Following Failure to Sell, Akorn Files for Chapter 11


Two years after Germany’s Fresenius Medical Care walked away from a 2017 $4.3 billion deal to acquire Akorn Pharmaceuticals, the Illinois-based company has filed for protection under U.S. bankruptcy laws as it attempts to restructure for a potential sale.

Akorn filed for voluntary protection under Chapter 11 to guide an in-court sale of its business while addressing what it called litigation-related overhangs. The company said it is attempting to place itself in the best position for long-term success under new ownership. Under the terms of the Chapter 11 agreement, Akorn has initiated a Restructuring Support Agreement with lenders representing more than 80% of its secured debt. Those lenders will collectively serve as a "stalking horse" bidder in the company's sale process and provide additional liquidity to fund the company's business operations during this process, Akorn said in its announcement. A stalking horse bid occurs when a bankrupt company selects an outside entity to make a bid for some of the bankrupt company’s assets. A stalking horse bid is usually undertaken to maximize the value of its assets. However, once the initial bid is made, other entities are free to make a bid for the assets as well.

Akorn announced plans to sell the company in February due to financial challenges following the failure of the Fresenius acquisition. Fresenius terminated its plans to acquire Akorn due to what it called “material breaches” involving data integrity requirements that were supposed to be reported to the U.S. Food and Drug Administration. Those requirements were related to the company’s operations, including product development.

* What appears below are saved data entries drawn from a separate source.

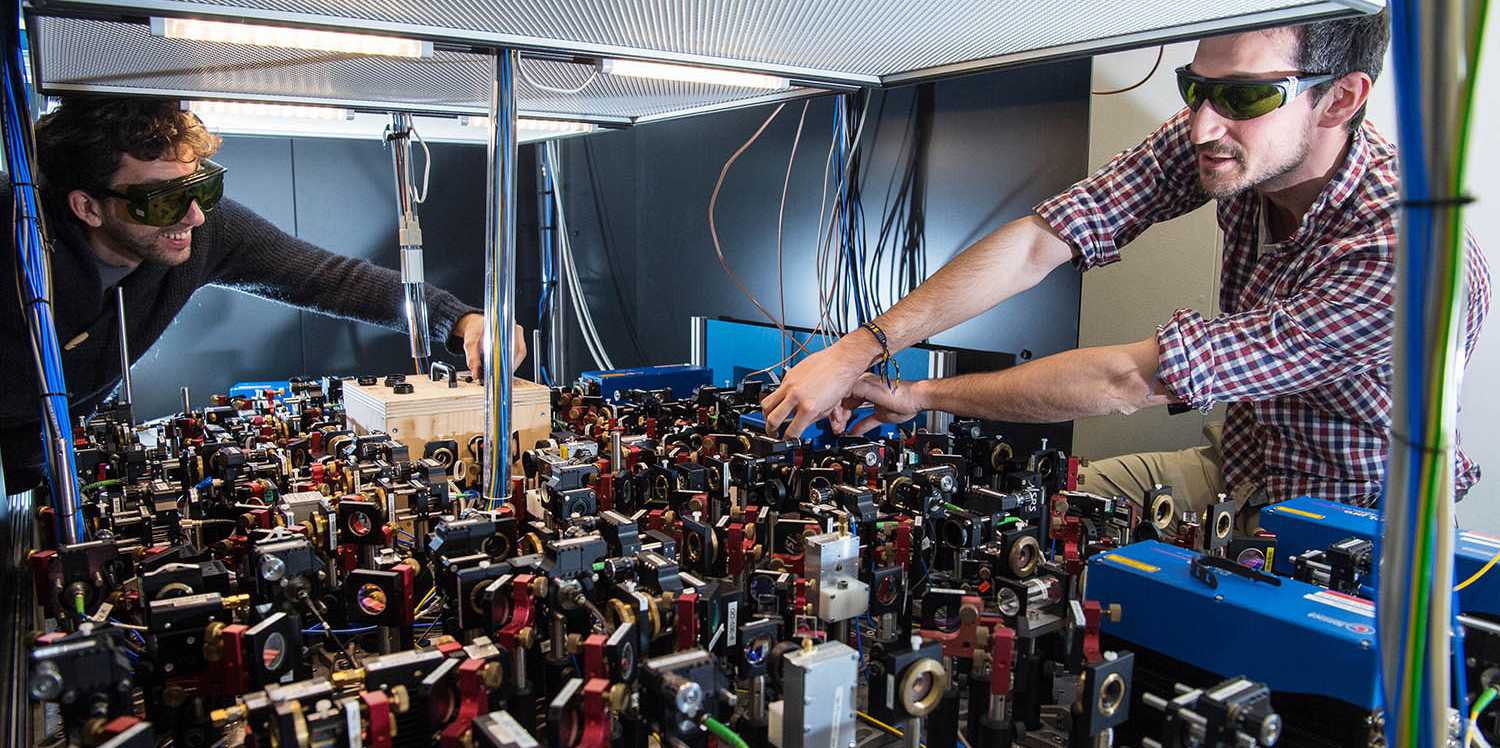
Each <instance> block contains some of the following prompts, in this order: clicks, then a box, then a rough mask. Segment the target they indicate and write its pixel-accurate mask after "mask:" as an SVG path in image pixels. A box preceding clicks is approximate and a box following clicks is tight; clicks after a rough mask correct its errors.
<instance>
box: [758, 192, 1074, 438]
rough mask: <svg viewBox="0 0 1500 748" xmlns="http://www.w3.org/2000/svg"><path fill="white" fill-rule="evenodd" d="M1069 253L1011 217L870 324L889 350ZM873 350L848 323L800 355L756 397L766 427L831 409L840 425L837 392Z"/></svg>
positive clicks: (923, 338)
mask: <svg viewBox="0 0 1500 748" xmlns="http://www.w3.org/2000/svg"><path fill="white" fill-rule="evenodd" d="M1071 258H1073V249H1071V247H1070V246H1068V244H1067V243H1064V241H1062V240H1061V238H1058V235H1056V234H1053V231H1052V228H1049V226H1047V223H1046V222H1044V220H1041V219H1040V217H1037V216H1028V217H1023V219H1017V220H1013V222H1010V223H1007V225H1004V226H1001V228H999V229H998V231H995V232H993V234H990V235H987V237H984V238H981V240H980V241H977V243H975V244H972V246H971V247H969V249H966V250H963V253H960V255H959V256H956V258H954V259H953V261H950V262H948V264H947V265H944V267H942V268H941V270H939V271H938V273H936V274H933V277H930V279H927V282H924V283H922V285H921V286H918V288H916V289H915V291H912V292H910V294H907V295H906V298H903V300H901V301H900V303H897V304H895V306H894V307H891V310H888V312H886V313H883V315H880V316H879V318H877V319H876V324H877V325H880V330H883V331H885V334H886V339H888V343H889V348H891V352H895V351H900V349H903V348H906V346H909V345H912V343H915V342H918V340H922V339H926V337H929V336H932V334H935V333H939V331H942V330H947V328H950V327H953V325H957V324H960V322H963V321H966V319H971V318H974V316H975V315H978V313H980V312H984V310H986V309H990V307H992V306H995V304H999V303H1001V301H1004V300H1007V298H1010V297H1013V295H1016V294H1019V292H1022V291H1026V289H1028V288H1031V286H1034V285H1037V283H1038V282H1041V279H1043V277H1046V276H1047V273H1050V271H1052V270H1053V268H1056V267H1058V265H1061V264H1064V262H1067V261H1068V259H1071ZM879 355H880V346H879V343H876V340H874V336H873V334H870V333H868V331H864V330H855V331H853V333H850V334H847V336H844V337H841V339H840V340H838V342H837V343H834V345H832V346H829V348H825V349H823V351H819V352H816V354H813V355H810V357H807V360H804V361H802V363H799V364H796V366H795V367H793V369H792V370H790V372H787V373H786V378H784V379H783V381H781V387H778V388H777V390H775V391H774V393H771V394H769V396H768V397H766V399H765V400H763V402H762V403H760V408H762V411H765V414H766V427H768V429H769V430H771V432H772V433H777V432H780V427H781V426H783V424H784V423H787V421H790V427H789V429H787V432H786V433H802V432H804V430H805V429H807V426H810V424H811V423H814V421H817V420H819V418H823V417H826V415H829V414H832V420H834V427H835V429H841V427H843V426H844V424H846V423H847V418H849V414H847V411H844V409H843V408H841V406H840V400H843V397H844V396H847V394H849V391H850V388H852V387H853V385H855V382H856V381H858V379H859V375H861V373H864V370H865V369H868V367H870V364H871V363H874V360H876V358H877V357H879Z"/></svg>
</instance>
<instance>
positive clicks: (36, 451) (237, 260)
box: [0, 97, 525, 492]
mask: <svg viewBox="0 0 1500 748" xmlns="http://www.w3.org/2000/svg"><path fill="white" fill-rule="evenodd" d="M36 141H37V144H36V147H37V162H39V174H37V181H39V187H40V196H42V205H43V211H45V216H46V226H48V231H49V234H51V238H52V256H51V262H52V294H51V297H52V312H54V318H55V322H57V334H58V340H60V342H62V343H63V370H65V373H66V376H68V396H69V397H68V399H69V406H71V411H72V417H74V418H78V417H83V415H89V414H90V412H93V409H95V408H96V406H98V405H99V403H101V402H102V400H104V399H105V397H107V396H108V394H110V393H113V391H114V390H115V387H118V382H120V370H118V369H120V367H118V360H120V339H118V337H120V336H118V333H117V330H118V321H117V318H115V304H114V303H113V300H111V297H113V295H114V289H115V286H118V288H120V289H123V291H124V300H126V328H127V334H129V343H130V352H132V355H133V357H135V358H139V357H141V355H144V354H145V351H147V349H148V348H150V346H151V343H154V342H156V339H157V337H160V336H162V333H163V331H165V330H166V327H168V325H169V324H171V321H172V318H175V316H177V313H178V312H180V310H181V309H183V306H184V304H186V303H187V300H189V298H190V297H192V294H193V292H195V291H196V289H199V288H202V286H205V285H216V286H225V288H234V289H239V291H245V292H251V294H255V295H260V297H266V298H270V300H275V301H282V303H287V304H291V306H296V307H302V309H309V310H314V312H321V313H326V315H332V316H339V318H347V319H359V321H363V322H369V324H377V325H381V327H389V328H393V330H402V331H404V330H405V313H404V307H405V294H404V289H402V282H401V276H399V274H398V273H396V271H393V270H389V268H383V267H377V265H374V264H371V262H366V261H363V259H354V258H347V256H341V255H335V253H332V252H327V250H324V249H320V247H315V246H312V244H309V243H306V241H302V240H299V238H296V237H291V235H288V234H285V232H282V231H281V229H278V228H276V226H273V225H272V223H270V222H267V220H266V219H263V217H260V216H257V214H255V213H254V211H251V210H249V208H246V207H245V205H240V204H239V202H236V201H233V199H228V198H223V172H225V169H223V168H222V166H219V165H216V163H213V162H211V160H208V159H210V156H213V154H214V151H217V150H219V142H220V141H219V138H217V136H216V135H213V133H210V132H208V130H207V129H205V127H204V126H202V123H201V121H198V118H196V117H195V115H192V114H190V112H186V111H183V109H181V108H180V105H178V103H177V102H169V100H150V99H129V97H72V99H65V100H63V103H62V105H60V106H58V108H57V109H55V111H52V112H51V114H48V115H45V117H42V120H40V121H39V123H37V126H36ZM0 192H3V198H5V202H6V204H9V202H10V186H9V183H5V184H0ZM9 244H10V246H12V247H13V241H12V243H9ZM12 252H13V249H12ZM10 267H12V273H13V268H15V267H17V262H15V258H13V255H12V259H10ZM17 292H18V285H17V283H15V282H7V283H0V306H3V307H5V309H9V310H10V313H6V315H0V382H5V384H6V387H3V388H0V454H3V457H5V478H6V481H5V486H6V490H9V492H17V490H23V489H27V487H31V486H34V484H36V483H37V481H39V480H40V465H42V451H40V421H39V408H37V402H39V397H40V388H39V381H37V373H36V367H34V364H33V355H31V348H30V340H28V331H27V325H26V316H24V315H23V313H18V312H20V309H21V301H20V300H18V298H17V297H15V294H17ZM428 309H429V316H428V322H429V325H431V330H429V333H431V336H432V339H434V340H444V342H447V346H449V349H450V351H453V352H460V351H462V352H463V354H465V358H466V361H468V366H469V369H471V370H474V372H475V373H480V361H481V358H480V345H481V342H483V315H481V313H480V312H478V310H477V309H474V307H469V306H468V304H463V303H460V301H459V300H458V298H455V297H453V295H452V294H449V292H447V291H441V289H437V288H432V286H428ZM522 337H523V336H522V334H520V331H519V327H517V331H516V337H514V342H516V358H514V360H516V363H519V361H520V358H522V357H523V355H525V345H523V343H522Z"/></svg>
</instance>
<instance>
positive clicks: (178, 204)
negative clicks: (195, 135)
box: [104, 159, 228, 226]
mask: <svg viewBox="0 0 1500 748" xmlns="http://www.w3.org/2000/svg"><path fill="white" fill-rule="evenodd" d="M226 171H228V169H225V168H223V166H220V165H217V163H214V162H211V160H207V159H204V162H202V165H201V166H198V171H195V172H192V174H187V175H186V177H177V178H174V180H166V181H157V183H153V184H132V186H129V187H124V190H123V192H121V190H113V189H107V190H104V193H105V195H110V196H113V198H120V199H123V201H124V210H126V213H129V214H130V219H132V220H135V222H136V223H144V225H147V226H171V225H172V223H177V222H180V220H181V219H183V216H186V214H187V208H189V207H190V205H192V204H193V202H198V210H202V211H204V213H208V211H210V210H213V208H214V207H216V205H217V204H219V199H220V198H223V174H225V172H226Z"/></svg>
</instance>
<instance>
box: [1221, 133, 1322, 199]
mask: <svg viewBox="0 0 1500 748" xmlns="http://www.w3.org/2000/svg"><path fill="white" fill-rule="evenodd" d="M1197 150H1199V151H1208V153H1214V154H1226V153H1227V154H1233V156H1235V163H1236V169H1235V172H1233V174H1226V175H1223V177H1221V175H1218V174H1212V175H1209V174H1205V172H1203V169H1202V168H1199V184H1200V186H1202V187H1203V192H1206V193H1208V195H1209V196H1211V198H1214V199H1229V198H1233V196H1235V195H1239V193H1241V192H1245V190H1248V189H1256V187H1272V189H1275V183H1277V181H1278V180H1280V178H1281V177H1286V175H1287V174H1290V172H1292V171H1295V169H1296V168H1298V165H1299V163H1302V162H1304V160H1305V159H1307V156H1308V153H1310V151H1311V150H1313V144H1311V141H1308V138H1307V136H1304V138H1302V139H1299V141H1298V144H1296V147H1293V148H1290V150H1287V151H1286V156H1284V157H1281V159H1278V160H1275V162H1271V163H1266V165H1263V166H1260V168H1257V169H1256V171H1250V165H1248V163H1247V159H1245V151H1244V148H1239V147H1238V145H1235V147H1232V150H1230V148H1223V147H1217V145H1215V144H1212V142H1211V144H1206V145H1199V148H1197Z"/></svg>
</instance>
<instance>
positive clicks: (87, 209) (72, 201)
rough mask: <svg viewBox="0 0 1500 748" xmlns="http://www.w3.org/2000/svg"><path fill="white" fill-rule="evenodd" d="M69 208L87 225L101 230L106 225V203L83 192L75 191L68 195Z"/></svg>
mask: <svg viewBox="0 0 1500 748" xmlns="http://www.w3.org/2000/svg"><path fill="white" fill-rule="evenodd" d="M68 208H69V210H72V211H74V216H78V220H83V222H84V223H86V225H89V226H93V228H99V226H102V225H104V201H102V199H99V198H96V196H93V195H90V193H87V192H84V190H81V189H75V190H72V192H69V193H68Z"/></svg>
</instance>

Akorn disputed the claims made by Fresenius. And, after that company walked away from the deal, Akorn filed a legal complaint seeking to force Fresenius to fulfill its merger obligations.

Akorn Chief Executive Officer Doug Boothe said the decision to seek bankruptcy protection is a decisive and positive step for the company.

“We look forward to separating legacy litigation and debt from the Company's most valuable assets – our products, our people, our manufacturing facilities and our knowledge – so that we can move forward unencumbered by these liability exposures under new ownership that believes in our future,” Boothe said in a statement.

Akorn was able to secure commitments for $30 million to support its operations during the bankruptcy proceedings. In its announcement, Akorn said it is confident in the “underlying strength” of its business and plans to continue to operate as usual throughout the bankruptcy process. Akorn said it hopes to complete the sale process in the third quarter of this year.